Hello. I wish I had found you blog faster. I used a recipe without water for my cold porcelain (1 cup cornstarch, 1 cup glue) and it came out a little lumpy. Also, it cracks a lot after drying. Could it be the glue? The PVA I had was not as liquid. It was the kind used in constructions. It's not called "white glue" in my country, but I think it's similar. Thanks

Finola Prescott said...

Hi ColorCat - so happy it's been helpful.

First, I find different glues give very different results - there was a white wood glue I used for a while and I found it tended to crack a bit.

This is why with some very strong glues I add the water

Also, too much oil I think makes it crack.

But most wood (construction) or paper pva based glues should be fine (with a bit of water) as long as they don't have lots of other additives - my advice - experiment a bit and if you have interesting results and a camera and would like to share - please let me know - that goes for anyone who reads this - we can put together a collaborative post with links to your blogs/sites if you have - how about it?

Hope that helps! Have fun - and where're you from ColorCat?

ColorCat said...

Thanks for answering.I figured it could have been the glue. Also, maybe cooking it on the stove was too strong. I'll try microwave, maybe it cooks more even. I'm from Romania and people don't really know about cold porcelain here.

Finola Prescott said...

Romania - wow :-)

Yes, no-one here knew about Cold Porcelain either (in St.

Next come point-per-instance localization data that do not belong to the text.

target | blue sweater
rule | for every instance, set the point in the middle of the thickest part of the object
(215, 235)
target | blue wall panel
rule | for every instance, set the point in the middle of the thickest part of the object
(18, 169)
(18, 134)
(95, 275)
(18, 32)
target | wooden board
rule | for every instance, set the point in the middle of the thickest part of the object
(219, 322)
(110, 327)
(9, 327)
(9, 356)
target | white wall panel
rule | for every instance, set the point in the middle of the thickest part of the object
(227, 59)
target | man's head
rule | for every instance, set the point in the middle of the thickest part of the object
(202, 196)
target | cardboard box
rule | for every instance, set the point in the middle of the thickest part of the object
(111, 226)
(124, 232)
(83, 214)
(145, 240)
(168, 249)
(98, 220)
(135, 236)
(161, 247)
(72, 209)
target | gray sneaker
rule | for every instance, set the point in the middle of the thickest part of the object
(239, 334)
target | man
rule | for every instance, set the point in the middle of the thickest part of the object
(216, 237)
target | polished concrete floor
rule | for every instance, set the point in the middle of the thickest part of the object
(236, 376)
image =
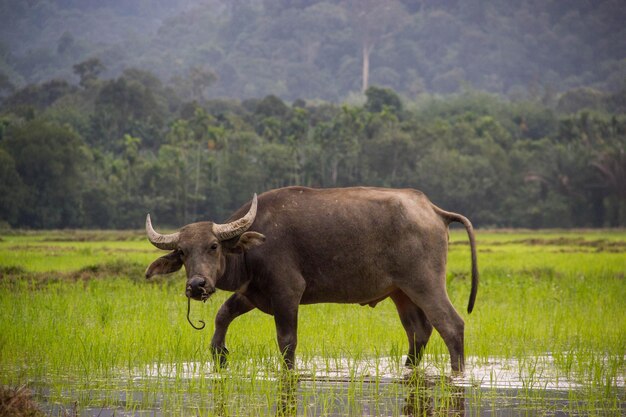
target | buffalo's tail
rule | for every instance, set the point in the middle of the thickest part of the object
(450, 217)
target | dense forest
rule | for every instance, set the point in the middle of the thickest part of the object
(512, 113)
(312, 49)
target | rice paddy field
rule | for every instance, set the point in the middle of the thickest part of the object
(87, 335)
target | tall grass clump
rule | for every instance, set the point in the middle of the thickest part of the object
(81, 327)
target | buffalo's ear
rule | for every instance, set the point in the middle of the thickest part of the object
(165, 265)
(246, 241)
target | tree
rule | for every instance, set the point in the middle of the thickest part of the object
(88, 71)
(49, 160)
(11, 190)
(372, 22)
(378, 98)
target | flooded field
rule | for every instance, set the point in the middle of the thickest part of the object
(86, 335)
(491, 387)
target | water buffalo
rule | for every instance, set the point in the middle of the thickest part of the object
(299, 245)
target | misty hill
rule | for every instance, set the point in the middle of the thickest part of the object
(316, 49)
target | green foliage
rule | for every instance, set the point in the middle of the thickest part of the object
(49, 160)
(105, 155)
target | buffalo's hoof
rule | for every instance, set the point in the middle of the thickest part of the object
(220, 357)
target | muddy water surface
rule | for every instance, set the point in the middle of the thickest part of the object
(377, 387)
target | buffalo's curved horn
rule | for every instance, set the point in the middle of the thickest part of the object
(237, 227)
(165, 242)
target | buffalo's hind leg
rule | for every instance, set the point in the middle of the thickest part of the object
(440, 312)
(233, 307)
(418, 328)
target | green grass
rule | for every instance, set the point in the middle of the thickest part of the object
(80, 324)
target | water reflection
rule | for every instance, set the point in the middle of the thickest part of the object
(428, 397)
(415, 395)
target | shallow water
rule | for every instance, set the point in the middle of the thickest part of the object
(339, 387)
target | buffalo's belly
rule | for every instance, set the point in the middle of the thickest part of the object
(347, 289)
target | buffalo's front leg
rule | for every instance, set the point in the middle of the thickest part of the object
(235, 306)
(286, 319)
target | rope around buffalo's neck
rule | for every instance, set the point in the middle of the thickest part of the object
(189, 320)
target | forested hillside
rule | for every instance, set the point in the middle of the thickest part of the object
(104, 154)
(313, 49)
(512, 113)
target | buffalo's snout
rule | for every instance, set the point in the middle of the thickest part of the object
(197, 288)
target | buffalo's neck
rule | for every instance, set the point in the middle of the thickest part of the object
(234, 276)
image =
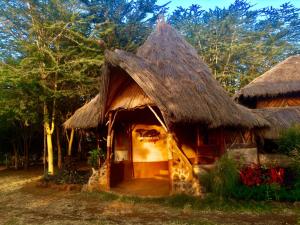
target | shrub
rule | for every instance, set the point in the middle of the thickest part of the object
(93, 159)
(223, 178)
(254, 175)
(289, 141)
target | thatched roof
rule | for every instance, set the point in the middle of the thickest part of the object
(279, 119)
(85, 117)
(176, 80)
(282, 79)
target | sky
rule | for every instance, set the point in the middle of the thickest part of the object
(207, 4)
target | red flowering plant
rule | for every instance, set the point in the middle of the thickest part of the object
(276, 175)
(251, 175)
(255, 175)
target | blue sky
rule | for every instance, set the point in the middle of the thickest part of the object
(206, 4)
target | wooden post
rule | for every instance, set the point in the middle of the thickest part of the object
(198, 143)
(130, 151)
(222, 141)
(70, 143)
(109, 150)
(170, 160)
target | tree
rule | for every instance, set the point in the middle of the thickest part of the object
(57, 60)
(239, 43)
(58, 49)
(132, 20)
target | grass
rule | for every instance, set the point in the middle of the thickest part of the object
(209, 203)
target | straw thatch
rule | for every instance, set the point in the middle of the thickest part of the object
(85, 117)
(169, 71)
(282, 79)
(279, 119)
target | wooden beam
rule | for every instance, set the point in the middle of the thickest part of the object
(158, 118)
(109, 150)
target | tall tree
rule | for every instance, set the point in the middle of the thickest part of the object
(239, 42)
(56, 59)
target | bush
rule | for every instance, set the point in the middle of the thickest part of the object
(223, 178)
(266, 192)
(289, 142)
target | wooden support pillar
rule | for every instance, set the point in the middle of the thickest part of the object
(222, 141)
(170, 160)
(109, 150)
(199, 142)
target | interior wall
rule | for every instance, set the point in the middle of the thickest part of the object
(149, 151)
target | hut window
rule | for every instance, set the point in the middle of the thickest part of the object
(121, 145)
(148, 135)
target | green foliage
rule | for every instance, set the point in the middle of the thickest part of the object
(240, 42)
(266, 192)
(289, 142)
(68, 177)
(223, 178)
(93, 159)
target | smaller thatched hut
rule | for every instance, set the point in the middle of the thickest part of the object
(278, 87)
(165, 114)
(86, 116)
(279, 118)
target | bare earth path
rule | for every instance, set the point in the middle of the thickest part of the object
(21, 202)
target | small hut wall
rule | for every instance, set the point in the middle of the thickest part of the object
(210, 148)
(278, 102)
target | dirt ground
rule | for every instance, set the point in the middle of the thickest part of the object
(22, 202)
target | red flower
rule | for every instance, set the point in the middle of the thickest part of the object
(276, 175)
(251, 175)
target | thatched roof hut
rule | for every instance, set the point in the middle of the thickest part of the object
(283, 79)
(279, 119)
(168, 73)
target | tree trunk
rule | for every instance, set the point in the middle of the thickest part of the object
(49, 132)
(50, 154)
(59, 156)
(45, 150)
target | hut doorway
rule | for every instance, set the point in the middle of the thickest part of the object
(140, 159)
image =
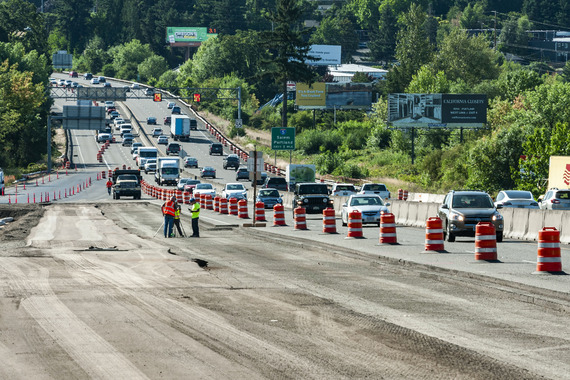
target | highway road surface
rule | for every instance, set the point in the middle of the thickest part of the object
(90, 289)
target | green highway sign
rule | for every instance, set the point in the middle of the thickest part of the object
(282, 138)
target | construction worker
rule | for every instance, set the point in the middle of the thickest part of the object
(177, 211)
(168, 210)
(109, 185)
(195, 210)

Lucia, Caribbean)

I found stovetop cooking VERY difficult - I think you'll like the microwave - good luck!

Anonymous said...

thanks for share...

Mika said...

I'm trying to find a recipe of clay or porcelain that could work to make a bowl where people could actually eat from... Would this work for that? If so, do you know what type of varnish should I apply on it? It wouldn't be used often, my best friend hates cakes but loves cereal so I was thinking of making a birthday cereal bowl, with a place for candles, decorated etc :p

Finola Prescott said...

Mika, I don't think cold porcelain would really work - not for anything that is liquid to be held in it - dry cereal, nuts maybe. I am not one who likes to use varnished items for food that is wet, but there should be waterbased polyurethane or acrylic varnishes and epoxy resins that would be reasonably food safe for dry foods.
For a real cereal bowl you'd need real kiln-fired clays and glaze.
Sorry not to have better news!

Mika said...

Ohhh lol thank you! I tend to have great ideas but hard to turn them into real things, at least not with things i can easily find or make at home! I must find out how though, sooner or later cause ive had this idea for a few years... Thanks for the help!!